Arthur Clarke liked the notion enough to call Zebrowski’s novel ‘a worthy successor to Olaf Stapledon’s Star Maker,’ which had been a major influence on Clarke and most of his contemporaries. As to the notion of moving asteroids about, an early treatment was Robert Heinlein’s ‘Misfit,’ in which an asteroid is moved out of the main belt to an orbit between Mars and the Earth. This one made its appearance in the November 1939 issue of Astounding Science Fiction, and would hardly be the last asteroid-themed tale. A more modern take shows up in Larry Niven’s Known Space stories and the memorable ‘Belters.’
Image: An engineered asteroid from without and within. Illustrator Roy Scarfo worked with Cole on the 1965 book Beyond Tomorrow. Credit: Roy Scarfo.

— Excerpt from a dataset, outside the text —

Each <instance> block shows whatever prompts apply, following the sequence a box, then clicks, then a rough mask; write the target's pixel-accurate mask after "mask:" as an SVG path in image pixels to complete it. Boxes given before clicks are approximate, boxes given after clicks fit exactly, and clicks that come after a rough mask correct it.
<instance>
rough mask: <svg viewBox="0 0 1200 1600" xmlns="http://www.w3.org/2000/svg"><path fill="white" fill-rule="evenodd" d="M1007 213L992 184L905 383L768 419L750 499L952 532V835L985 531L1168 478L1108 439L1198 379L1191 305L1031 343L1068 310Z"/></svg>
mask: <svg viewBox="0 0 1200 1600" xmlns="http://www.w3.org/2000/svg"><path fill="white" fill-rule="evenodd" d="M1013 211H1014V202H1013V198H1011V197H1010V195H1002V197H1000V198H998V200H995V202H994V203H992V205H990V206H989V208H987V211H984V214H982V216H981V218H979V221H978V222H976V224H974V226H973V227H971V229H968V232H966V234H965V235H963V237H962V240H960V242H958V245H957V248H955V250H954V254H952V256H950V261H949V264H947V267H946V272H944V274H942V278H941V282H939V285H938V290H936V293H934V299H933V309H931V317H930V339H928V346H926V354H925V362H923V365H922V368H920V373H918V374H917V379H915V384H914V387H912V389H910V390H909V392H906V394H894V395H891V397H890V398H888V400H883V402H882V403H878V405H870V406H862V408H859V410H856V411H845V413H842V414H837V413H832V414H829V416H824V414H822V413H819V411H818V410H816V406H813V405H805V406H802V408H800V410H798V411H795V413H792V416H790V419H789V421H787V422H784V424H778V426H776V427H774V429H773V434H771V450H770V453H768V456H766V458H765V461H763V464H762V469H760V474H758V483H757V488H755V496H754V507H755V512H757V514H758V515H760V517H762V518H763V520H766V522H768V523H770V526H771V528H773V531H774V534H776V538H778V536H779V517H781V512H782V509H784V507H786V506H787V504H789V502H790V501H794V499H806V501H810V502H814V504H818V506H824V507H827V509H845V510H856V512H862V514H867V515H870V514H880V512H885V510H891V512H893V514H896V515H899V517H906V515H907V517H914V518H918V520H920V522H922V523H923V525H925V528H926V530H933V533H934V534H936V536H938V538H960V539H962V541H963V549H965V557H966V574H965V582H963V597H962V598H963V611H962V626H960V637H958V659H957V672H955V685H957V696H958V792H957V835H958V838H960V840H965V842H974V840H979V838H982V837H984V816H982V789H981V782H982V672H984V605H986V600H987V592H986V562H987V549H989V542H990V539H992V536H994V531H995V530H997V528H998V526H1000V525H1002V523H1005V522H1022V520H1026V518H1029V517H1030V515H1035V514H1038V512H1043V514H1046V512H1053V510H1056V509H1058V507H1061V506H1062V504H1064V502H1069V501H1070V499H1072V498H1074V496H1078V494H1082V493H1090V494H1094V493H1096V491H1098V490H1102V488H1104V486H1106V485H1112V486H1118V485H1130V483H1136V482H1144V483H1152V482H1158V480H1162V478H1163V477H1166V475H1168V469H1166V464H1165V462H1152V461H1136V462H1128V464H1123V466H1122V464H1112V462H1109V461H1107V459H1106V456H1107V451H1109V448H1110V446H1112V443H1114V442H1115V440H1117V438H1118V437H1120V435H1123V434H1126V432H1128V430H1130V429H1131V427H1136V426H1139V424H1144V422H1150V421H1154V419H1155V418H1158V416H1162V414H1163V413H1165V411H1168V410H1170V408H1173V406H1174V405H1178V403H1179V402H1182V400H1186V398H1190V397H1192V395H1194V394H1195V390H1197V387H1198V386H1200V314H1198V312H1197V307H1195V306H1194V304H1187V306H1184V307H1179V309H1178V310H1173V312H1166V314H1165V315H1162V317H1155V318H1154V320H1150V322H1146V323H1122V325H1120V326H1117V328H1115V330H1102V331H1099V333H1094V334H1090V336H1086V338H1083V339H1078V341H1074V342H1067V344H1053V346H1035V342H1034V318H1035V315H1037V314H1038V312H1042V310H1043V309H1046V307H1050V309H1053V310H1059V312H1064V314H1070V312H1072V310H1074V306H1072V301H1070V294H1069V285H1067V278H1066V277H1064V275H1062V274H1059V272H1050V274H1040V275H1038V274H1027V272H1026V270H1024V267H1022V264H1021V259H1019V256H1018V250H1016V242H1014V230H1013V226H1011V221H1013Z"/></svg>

We’ve come a long way from Made in Space and their plans to move asteroids through ‘seed craft’ and in situ resource utilization, but what I find exciting here is the synergy between some of these ideas from the past and the conceptual studies Made in Space is performing, with help from NASA’s Innovative Advanced Concepts Program. Asteroid mining gives us a route forward as we contemplate infrastructures within the Solar System, building, we can hope, toward a society comfortable working in deep space and continuing to explore.